ウララの本音を聞いた円堂は、特訓の準備を止めポンとウララの頭に優しく手を乗せた。
「別にウララが気にすることじゃない。俺のためじゃなくて自分のために頑張らないと」
「でも・・・」
「・・・・・・ウララの気持ちは俺もよく分かる。どんなに頑張っても、どんなに努力しても次々と強大な壁が現れてくる。どうしようもなく感じるよな?でも、自分の大好きなものに嘘をついちゃ駄目だ!!」
ウララの肩に手を置き、真剣な眼差しでウララと目を合わせる。
「形はどうだっていい、気持ちで負けるな!昨日の自分を超えていけ!辛いなら、辛いごと楽しめばいいんだ!」
「辛いごと楽しむ・・・?」
「そうだ、無駄な努力なんてない!精一杯の努力は、諦めない心はでっかい実を結ぶ!だから諦めないで一緒に頑張ろうぜ」
「・・・・・・うん、そうだね。トレーナーの言う通りだ。ウララ、諦めないよ!!」
「よし、その意気だ!!」
円堂の励ましにより、再び彼女らしさを取り戻したハルウララ。
その表情は今まで以上にやる気に満ち溢れ、とても眩しいものであった。
「やっぱトレーナーはすごいね!!暗い気持ちも一瞬でうららーって気持ちにしてくれた!!」
「そんなことないさ。ウララ自身が凄いんだよ。
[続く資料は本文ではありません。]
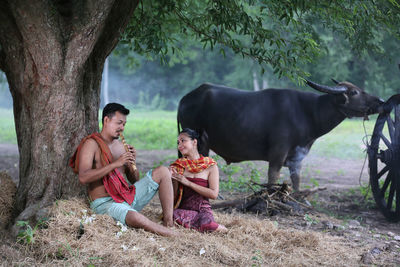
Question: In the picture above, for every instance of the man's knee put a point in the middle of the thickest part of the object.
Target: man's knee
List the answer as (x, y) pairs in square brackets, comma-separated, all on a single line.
[(161, 173), (133, 219)]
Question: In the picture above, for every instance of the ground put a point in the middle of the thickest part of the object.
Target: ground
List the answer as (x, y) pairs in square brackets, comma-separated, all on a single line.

よし、じゃあ特訓再開だ!!」
「サッカーやろうぜ!!」
「えぇー!?サッカーはやらないよ!?」
「あはは、間違えた・・・いつもの癖でつい・・・」
近い未来、ハルウララはG1レースで勝利を獲得する。
「高知のアイドルウマ娘」と新聞の一面記事に掲載される彼女の頭には、担当トレーナーと同じオレンジ色のバンダナが巻かれてる。
そして、満開の桜のような笑顔でピースをする彼女の写真は日本中を笑顔にするのだった。
ハルウララのヒミツ①
・担当トレーナーが持ってくるおにぎりが大好物。正直、味は美味しくない、というより不味い。だが、愛情がたっぷり込められているおにぎりが毎日の楽しみなんだとか。
ハルウララのヒミツ②
・サッカーをやる時のポジションはキーパー。高知のアイドルウマ娘に加え、トレセン学園の守護神という二つ名があるらしい。